I decided to make my own list of classics to read. (This eventually turned into the Carp 500.) I completed that list in 1999 and looked for something else to read. That’s just the way I am — I thrive on listing.

And there, just waiting for me to pick up where I’d left off, was the Racine Library list. I started in again. And got discouraged and quit again.

And a few years later, started in again. And got discouraged and quit again.

But something about the stupid list kept eating at me. Maybe because it was the first one and I hadn’t finished it. I don’t know. But I felt compelled, somehow, to complete it. This battle with myself continued. On the one hand, I wanted to finish the list. On the other hand, I hated the list and wanted to be freed from it forever.

At one point, I even went so far as to destroy every copy of it. (I’d made a spreadsheet on my computer, I had the original copy at home and a second copy in my car for when I went to the library.) I tore them up and deleted them, and that was that.

Until I was browsing through an old blog and found it all over again. There were about 35 books left on the list. All those times I’d returned to it over the years had gotten me closer and closer to completion (and there was a fair amount of overlap with the Carp 500 — not all the books on the list were turkeys).

So I started again.
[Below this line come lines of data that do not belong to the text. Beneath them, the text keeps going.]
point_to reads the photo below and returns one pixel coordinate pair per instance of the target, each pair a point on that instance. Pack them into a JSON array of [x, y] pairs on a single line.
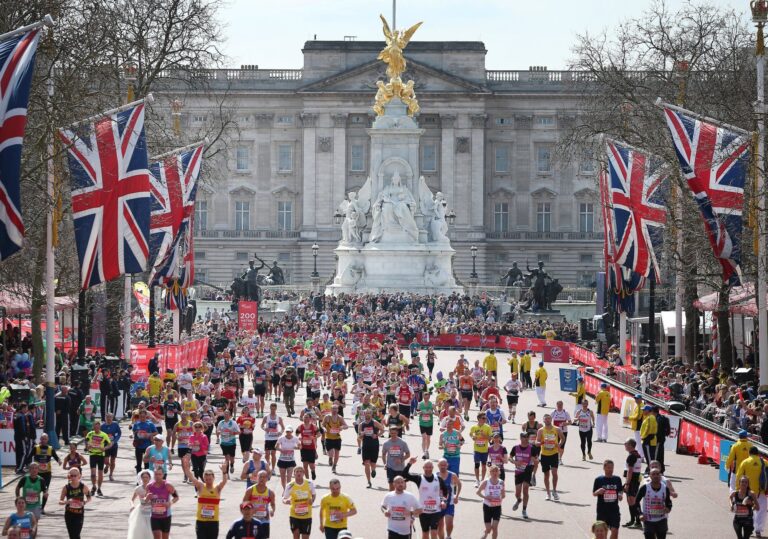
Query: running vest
[[429, 494], [208, 504], [493, 492], [654, 503], [260, 501], [549, 442], [76, 497]]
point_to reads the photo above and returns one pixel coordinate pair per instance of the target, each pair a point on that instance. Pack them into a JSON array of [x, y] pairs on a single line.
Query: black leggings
[[586, 441], [198, 466], [74, 524], [744, 528]]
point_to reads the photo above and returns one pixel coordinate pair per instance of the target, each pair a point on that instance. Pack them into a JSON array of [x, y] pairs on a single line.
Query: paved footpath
[[700, 510]]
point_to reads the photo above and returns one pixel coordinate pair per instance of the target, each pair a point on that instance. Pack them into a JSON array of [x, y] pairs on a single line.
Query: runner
[[157, 456], [273, 428], [333, 425], [653, 504], [400, 507], [97, 443], [525, 457], [513, 387], [300, 495], [433, 497], [74, 495], [633, 472], [246, 423], [23, 520], [561, 419], [263, 500], [450, 443], [308, 434], [491, 490], [162, 495], [369, 431], [33, 489], [585, 420], [226, 435], [548, 439], [112, 429], [208, 498], [426, 411], [335, 509], [43, 453], [481, 434], [609, 492], [286, 446], [394, 454], [454, 483]]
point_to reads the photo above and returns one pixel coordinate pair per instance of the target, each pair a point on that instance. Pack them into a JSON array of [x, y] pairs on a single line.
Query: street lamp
[[760, 17], [315, 249]]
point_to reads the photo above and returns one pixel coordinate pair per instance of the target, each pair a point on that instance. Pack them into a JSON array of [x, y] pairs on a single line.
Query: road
[[700, 510]]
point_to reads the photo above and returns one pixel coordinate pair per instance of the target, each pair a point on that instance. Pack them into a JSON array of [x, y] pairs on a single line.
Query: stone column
[[447, 159], [309, 176], [477, 170], [339, 182]]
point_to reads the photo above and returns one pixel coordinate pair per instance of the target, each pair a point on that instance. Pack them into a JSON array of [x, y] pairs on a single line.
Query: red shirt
[[307, 435]]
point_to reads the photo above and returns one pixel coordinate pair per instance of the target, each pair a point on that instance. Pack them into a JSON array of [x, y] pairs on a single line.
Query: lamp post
[[760, 17]]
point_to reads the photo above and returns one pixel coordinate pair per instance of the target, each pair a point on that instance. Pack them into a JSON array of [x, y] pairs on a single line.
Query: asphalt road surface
[[701, 510]]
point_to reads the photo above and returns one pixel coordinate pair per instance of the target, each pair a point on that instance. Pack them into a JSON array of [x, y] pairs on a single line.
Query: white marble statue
[[394, 208], [354, 210]]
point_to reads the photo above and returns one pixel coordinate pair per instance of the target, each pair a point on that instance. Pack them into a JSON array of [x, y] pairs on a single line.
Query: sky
[[517, 33]]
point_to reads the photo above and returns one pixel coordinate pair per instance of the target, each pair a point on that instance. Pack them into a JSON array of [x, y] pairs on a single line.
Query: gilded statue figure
[[392, 55]]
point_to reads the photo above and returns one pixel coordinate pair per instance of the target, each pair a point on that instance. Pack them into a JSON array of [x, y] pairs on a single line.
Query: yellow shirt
[[154, 386], [301, 499], [208, 504], [750, 468], [739, 453], [514, 364], [334, 509], [549, 441], [649, 428], [603, 402], [490, 363], [481, 434]]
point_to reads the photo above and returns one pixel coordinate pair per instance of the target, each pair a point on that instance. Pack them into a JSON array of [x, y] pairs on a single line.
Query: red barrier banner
[[248, 315]]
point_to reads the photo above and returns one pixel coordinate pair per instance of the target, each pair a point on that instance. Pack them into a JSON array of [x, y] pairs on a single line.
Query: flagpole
[[759, 16], [46, 21], [50, 298], [180, 150]]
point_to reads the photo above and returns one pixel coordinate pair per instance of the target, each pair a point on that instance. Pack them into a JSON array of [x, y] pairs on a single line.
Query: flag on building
[[174, 187], [17, 62], [110, 195], [636, 182], [714, 160]]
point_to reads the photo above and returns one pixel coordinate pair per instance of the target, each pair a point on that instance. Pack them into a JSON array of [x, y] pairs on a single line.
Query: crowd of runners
[[230, 407]]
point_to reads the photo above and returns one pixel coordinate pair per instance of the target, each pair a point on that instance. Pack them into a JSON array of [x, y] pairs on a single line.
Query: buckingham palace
[[489, 144]]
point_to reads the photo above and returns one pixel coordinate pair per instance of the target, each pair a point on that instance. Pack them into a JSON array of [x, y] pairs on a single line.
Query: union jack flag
[[174, 188], [714, 161], [17, 62], [110, 195], [639, 216]]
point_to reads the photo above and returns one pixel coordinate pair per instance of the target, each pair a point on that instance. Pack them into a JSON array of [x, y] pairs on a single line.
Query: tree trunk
[[36, 313], [114, 298], [724, 331]]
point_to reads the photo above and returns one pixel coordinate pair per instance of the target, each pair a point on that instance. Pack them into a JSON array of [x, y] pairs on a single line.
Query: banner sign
[[248, 315]]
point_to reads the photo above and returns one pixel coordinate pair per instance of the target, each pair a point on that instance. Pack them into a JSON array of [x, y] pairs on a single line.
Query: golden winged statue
[[392, 54]]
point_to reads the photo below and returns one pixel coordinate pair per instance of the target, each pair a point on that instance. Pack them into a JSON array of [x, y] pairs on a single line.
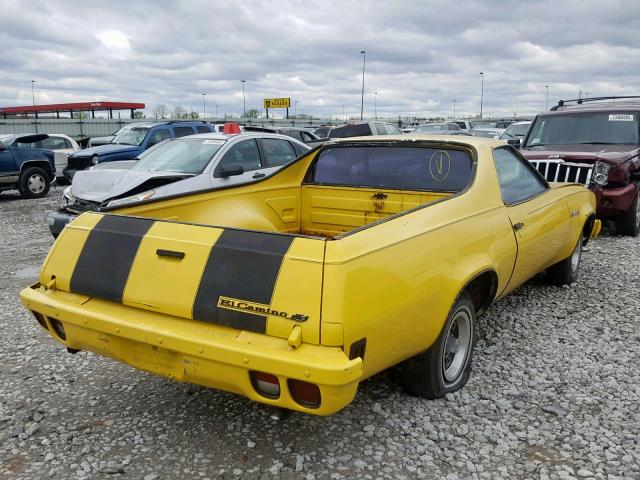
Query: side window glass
[[243, 154], [299, 149], [54, 143], [393, 130], [518, 181], [182, 131], [277, 152], [158, 136]]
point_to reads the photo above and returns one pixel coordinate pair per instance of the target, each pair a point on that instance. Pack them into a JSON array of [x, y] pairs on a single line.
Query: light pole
[[546, 103], [364, 61], [481, 91], [375, 104], [244, 103]]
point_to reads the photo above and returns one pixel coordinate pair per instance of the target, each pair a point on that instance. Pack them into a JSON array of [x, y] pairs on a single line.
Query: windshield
[[516, 130], [181, 156], [131, 136], [322, 132], [482, 124], [614, 128]]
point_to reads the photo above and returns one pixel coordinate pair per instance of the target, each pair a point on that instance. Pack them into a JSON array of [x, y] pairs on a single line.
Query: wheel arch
[[482, 289], [44, 164], [587, 228]]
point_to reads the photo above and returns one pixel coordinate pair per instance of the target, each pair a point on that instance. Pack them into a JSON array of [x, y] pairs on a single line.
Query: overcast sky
[[420, 55]]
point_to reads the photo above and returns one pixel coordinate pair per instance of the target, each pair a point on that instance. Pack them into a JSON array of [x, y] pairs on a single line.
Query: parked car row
[[177, 166]]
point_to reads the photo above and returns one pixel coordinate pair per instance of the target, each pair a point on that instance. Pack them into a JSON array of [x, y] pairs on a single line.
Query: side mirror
[[229, 171]]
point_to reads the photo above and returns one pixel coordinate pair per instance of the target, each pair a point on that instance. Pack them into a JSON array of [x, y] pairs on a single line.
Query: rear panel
[[255, 281]]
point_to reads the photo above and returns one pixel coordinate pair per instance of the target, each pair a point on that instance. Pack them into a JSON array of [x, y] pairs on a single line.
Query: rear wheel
[[629, 222], [34, 183], [445, 367], [566, 271]]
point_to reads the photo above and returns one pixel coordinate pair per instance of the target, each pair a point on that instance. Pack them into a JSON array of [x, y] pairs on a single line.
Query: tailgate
[[256, 281]]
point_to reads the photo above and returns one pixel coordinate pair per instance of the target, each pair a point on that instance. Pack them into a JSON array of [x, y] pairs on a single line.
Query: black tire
[[429, 374], [629, 222], [34, 183], [566, 271]]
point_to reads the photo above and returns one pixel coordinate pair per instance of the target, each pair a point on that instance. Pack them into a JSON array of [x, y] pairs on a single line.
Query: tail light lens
[[305, 393], [40, 319], [58, 328], [266, 384]]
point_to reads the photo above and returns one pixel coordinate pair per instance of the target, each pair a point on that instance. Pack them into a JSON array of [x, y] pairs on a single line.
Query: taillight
[[58, 328], [266, 384], [40, 319], [305, 393]]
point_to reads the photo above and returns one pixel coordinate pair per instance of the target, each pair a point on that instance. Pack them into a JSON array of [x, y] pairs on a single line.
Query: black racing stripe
[[107, 256], [245, 266]]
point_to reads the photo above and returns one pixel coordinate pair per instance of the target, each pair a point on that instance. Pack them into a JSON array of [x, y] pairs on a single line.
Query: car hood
[[587, 153], [101, 185], [107, 149]]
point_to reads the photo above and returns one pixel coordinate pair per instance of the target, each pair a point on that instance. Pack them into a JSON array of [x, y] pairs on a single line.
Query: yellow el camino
[[292, 289]]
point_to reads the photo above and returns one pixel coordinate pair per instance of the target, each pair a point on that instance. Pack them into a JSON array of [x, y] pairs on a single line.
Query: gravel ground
[[554, 394]]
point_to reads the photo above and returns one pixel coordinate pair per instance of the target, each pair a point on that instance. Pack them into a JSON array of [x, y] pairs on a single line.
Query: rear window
[[394, 168], [360, 130]]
I put no pressure on myself to complete it by a given date or even to read every book all the way through. If you follow the link above, you can see where I’ve marked the handful of books I quit. But even in those, I read a minimum of 50 pages, just to be legit.

For no reason in particular, the final unread book on the list was The Wall. And now I’m done.

During the past 20 years, when I’ve been a slave to this list, I’ve often imagined the librarian who originally compiled it. I figure she’s a woman — most librarians (and all “shes”) are. I imagine she put as much thought into the list as I generally put into my breakfast (Frosted Raspberry or Frosted Blueberry Pop-Tarts?). I see her retired now, living with her married daughter in Waukesha. I picture her sitting on a couch eating Cheese Puffs and watching reruns of The Simpsons, never knowing the power she had over me all these years.

But now I’m free! I’m free!

I think “What is the Plan for Tomorrow?” is a very fitting final sentence.

I’ve got to find another reading list soon.